Source: www.infosecurity-magazine.com – Author:
A threat actor claiming to have launched a new ransomware-as-a-service (RaaS) venture is leveraging AI chatbots in its negotiation panel to automate communication and apply psychological pressure on victims.
In June 2025, a ransomware actor known by the alias $$$ publicly introduced a new RaaS brand, GLOBAL GROUP, on the Russian Anonymous Market Place (RAMP or Ramp4u) cybercrime forum.
Researchers at Picus Security promptly conducted a forensic investigation across malware samples, infrastructure configuration and control logic, which included analyzing leaked API metadata, reverse-engineered binary code and threat actor behavior.
They concluded that GLOBAL GROUP had very few new features but instead included capabilities found in the Mamona RIP and Black Lock ransomware families.
In a July 21 report, Picus Security assessed that GLOBAL GROUP was a rebranding of these two groups.
“At every layer, payload, delivery, control, and operation, GLOBAL reveals continuity and maturity more than innovation,” the researchers wrote.

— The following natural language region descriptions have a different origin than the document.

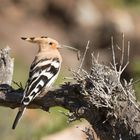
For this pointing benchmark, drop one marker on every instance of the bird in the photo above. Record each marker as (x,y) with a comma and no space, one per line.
(43,72)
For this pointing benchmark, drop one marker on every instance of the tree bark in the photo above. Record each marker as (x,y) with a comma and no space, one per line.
(99,97)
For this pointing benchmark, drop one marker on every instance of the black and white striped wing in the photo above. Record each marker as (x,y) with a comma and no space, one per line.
(42,74)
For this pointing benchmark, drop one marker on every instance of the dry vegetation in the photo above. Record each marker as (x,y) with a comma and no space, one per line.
(106,101)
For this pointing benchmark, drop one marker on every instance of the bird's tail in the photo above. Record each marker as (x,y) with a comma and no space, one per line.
(18,116)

Negotiation Panel Equipped with an AI Chatbot
However, one innovation the GLOBAL group has introduced is the use of an AI chatbot to kick off the negotiation process.
The ransomware group offers a dual-portal model, directing victims to a Tor-based data leak site and a separate negotiation panel – a structure reminiscent of LockBit’s compartmentalized backend, suggesting that GLOBAL employs a double-extortion approach.

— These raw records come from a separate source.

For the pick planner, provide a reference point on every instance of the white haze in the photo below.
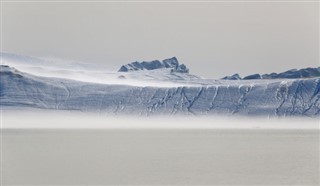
(80, 120)
(79, 71)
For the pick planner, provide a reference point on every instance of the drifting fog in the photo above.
(79, 120)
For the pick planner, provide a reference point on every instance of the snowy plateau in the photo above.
(153, 88)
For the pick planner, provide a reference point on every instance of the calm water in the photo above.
(160, 157)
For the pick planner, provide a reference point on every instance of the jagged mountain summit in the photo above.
(142, 92)
(170, 63)
(290, 74)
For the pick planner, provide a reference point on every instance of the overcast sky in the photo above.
(213, 39)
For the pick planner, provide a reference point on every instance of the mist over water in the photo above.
(77, 120)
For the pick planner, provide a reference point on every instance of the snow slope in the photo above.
(186, 95)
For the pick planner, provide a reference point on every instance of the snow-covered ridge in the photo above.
(290, 74)
(154, 92)
(170, 63)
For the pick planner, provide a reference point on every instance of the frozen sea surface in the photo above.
(34, 156)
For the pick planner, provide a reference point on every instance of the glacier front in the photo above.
(186, 94)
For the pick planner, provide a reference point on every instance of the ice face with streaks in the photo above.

Once on the negotiation panel, the victim is greeted by an AI-powered chatbot designed to automate communication and apply psychological pressure.

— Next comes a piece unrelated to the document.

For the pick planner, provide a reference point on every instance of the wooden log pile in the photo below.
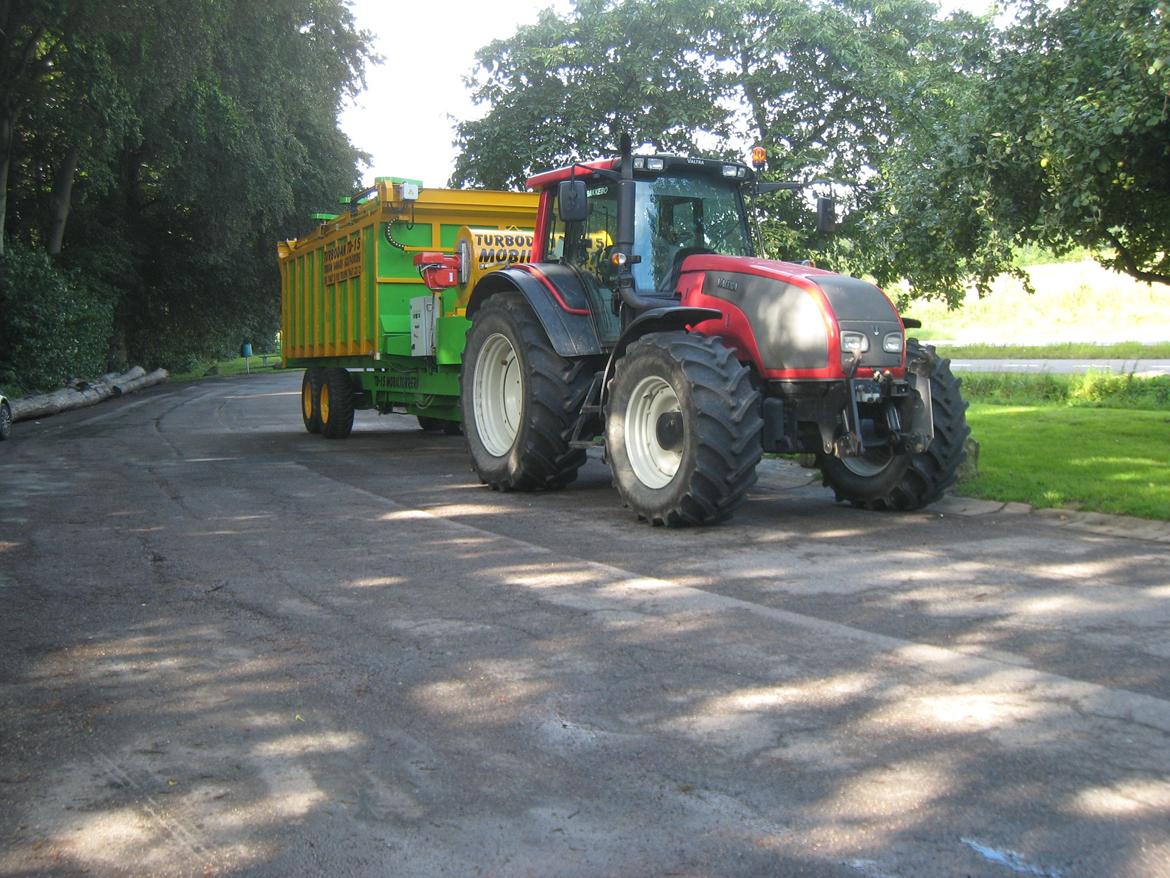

The panel is designed for non-technical users, featuring prompts to upload a sample encrypted file for free decryption verification. All correspondence takes place over a secure channel, with a timer displayed to reinforce the urgency.
Chat transcripts reviewed by analysts show demands reaching seven-figure sums, such as BTC9.5 ($1m at the time the negotiation process occurred), with escalating threats of data publication.
GLOBAL’s affiliates have access to this panel in order to monitor negotiations, set ransom windows and even interact with victims directly via a mobile-friendly interface.
“The integration of AI chat automation reduces the affiliate workload and ensures negotiations proceed even in the absence of human operators, enabling GLOBAL to scale victim engagement across time zones, languages, and organizational profiles,” the Picus Security researchers wrote.
GLOBAL’s Techniques, Tactics and Procedures
The majority of GLOBAL’s techniques, tactics, and procedures (TTPs) are borrow from Mamona RIP, Black Lock and Lockbit.
The emerging ransomware group employs a cross-platform Golang-based payload, leveraging Go’s static linking and concurrency features to maximize encryption speed across Windows, Linux and macOS systems. This aligns with modern ransomware trends, where attackers favor Go for its efficiency in large-scale encryption.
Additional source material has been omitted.